I talk to Alexa every day, I get my weather updates from a cartoon cat on Facebook Messenger, and most of us have been asking Siri or Google for help getting through our days for years. From the Quartz app to text to chat apps, journalists are getting used to filling in the bubble, if you will — to responding to a request (“Alexa, what’s in the news?”) or directing readers through a predetermined text “conversation.” I do not use those quotation marks with shade — I like what journalists are doing on the platforms I just mentioned. And it’s a start for what’s coming. But if we think about what’s on the horizon for chat-based journalism, it’s going to get a lot more complicated.

A “zero UI” future could be on the horizon, as anyone who paid attention to Amy Webb’s ONA17 talk learned, and it means we need to prepare to fundamentally rethink what how we will present the news. People will ask us specific questions, on their schedules, not ours. How will we answer them? How many ways will we presume a question will be asked, and how many responses will we write?

A couple weeks ago, I tried asking Alexa, “What’s the latest with Roy Moore?” She couldn’t help me. But it seems to me that news organizations need to prepare for that question and the logical following conversation sooner rather than later. We are talking about creating high-quality experiences to attract subscribers in our UI world, but what experience is worth paying for in voice? Audiences will want more than just delivery; they’ll want true conversation.

A colleague recently asked me how much I think about “writing for AI.” Although I honestly hadn’t been putting in those terms, I pointed her to one of my current experiments: a copy-editing Slackbot designed to be used by student editors. It’s text, not voice, based, but it’s still a writing and UX challenge. It’s very, very easy to let users down, as we are quickly learning as more and more students use the bot in real-life editing situations. One or two people can’t accommodate every request the bot will get for a particular answer. Of course, that’s surely no mystery — that’s why products are tested. But where is the testing phase when there is breaking news? As we move forward, more and more, we’ll be writing answers before we know the question.

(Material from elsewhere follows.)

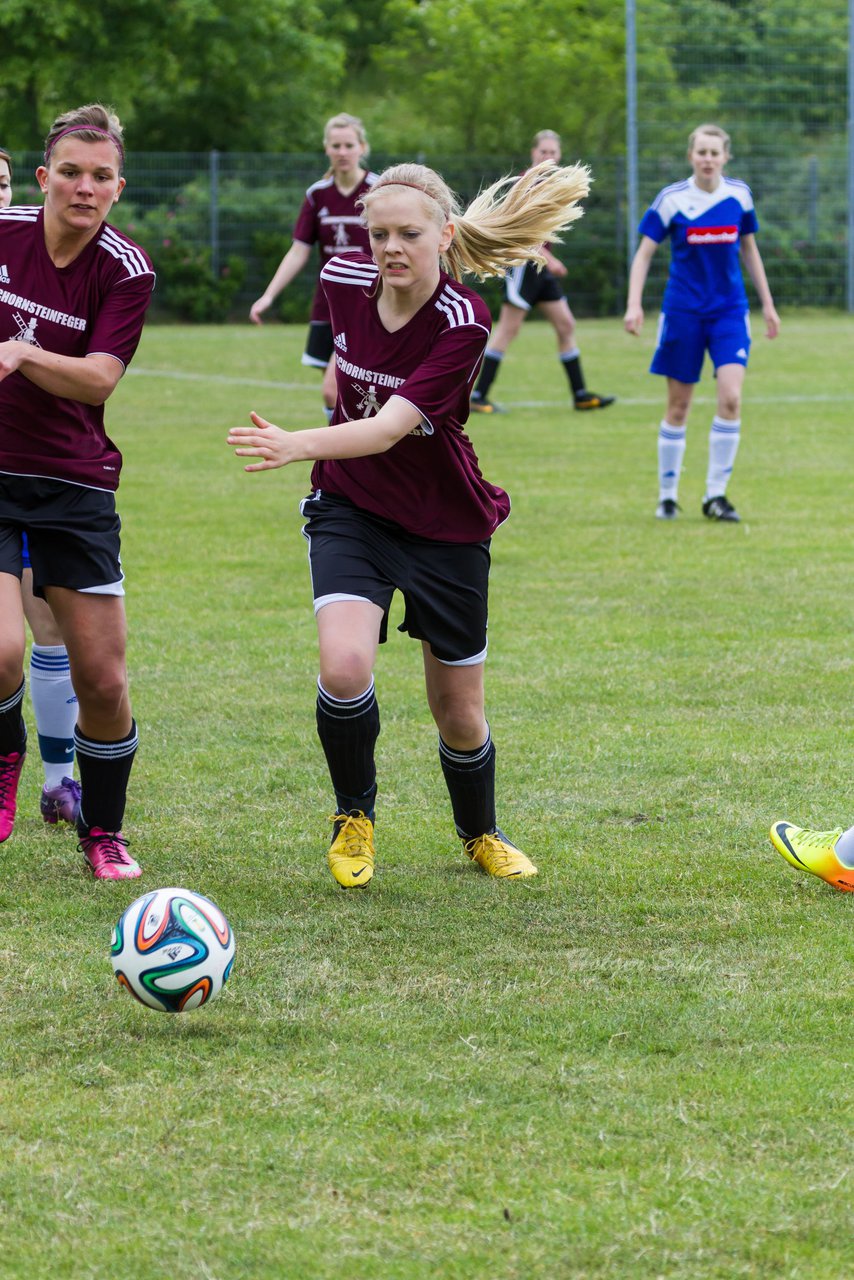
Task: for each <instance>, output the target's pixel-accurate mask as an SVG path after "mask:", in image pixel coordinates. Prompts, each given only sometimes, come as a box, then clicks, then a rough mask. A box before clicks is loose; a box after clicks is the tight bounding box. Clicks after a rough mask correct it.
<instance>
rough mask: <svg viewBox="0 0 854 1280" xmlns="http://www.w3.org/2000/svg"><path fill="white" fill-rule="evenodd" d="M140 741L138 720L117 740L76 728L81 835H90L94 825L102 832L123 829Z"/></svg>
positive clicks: (78, 826)
mask: <svg viewBox="0 0 854 1280" xmlns="http://www.w3.org/2000/svg"><path fill="white" fill-rule="evenodd" d="M138 742H140V736H138V733H137V724H136V721H131V732H129V733H128V736H127V737H123V739H120V740H119V741H118V742H99V741H96V740H95V739H92V737H86V735H85V733H81V731H79V728H76V730H74V750H76V753H77V765H78V769H79V776H81V788H82V797H81V815H79V818H78V819H77V829H78V832H79V835H81V836H87V835H88V833H90V829H91V828H92V827H100V828H101V831H120V829H122V819H123V818H124V803H125V799H127V794H128V781H129V778H131V767H132V765H133V756H134V755H136V753H137V746H138Z"/></svg>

Fundamentally, this is another frontier of journalists’ loss of control over how the audience receives their content. We’ve already been through so much of this, and, tbh, we don’t deal well. The trend shows no sign of slowing down, so I encourage all of us to find a place to experiment with more real conversations.

Laura E. Davis is digital news director of the Annenberg Media Center and assistant professor of professional practice at the University of Southern California.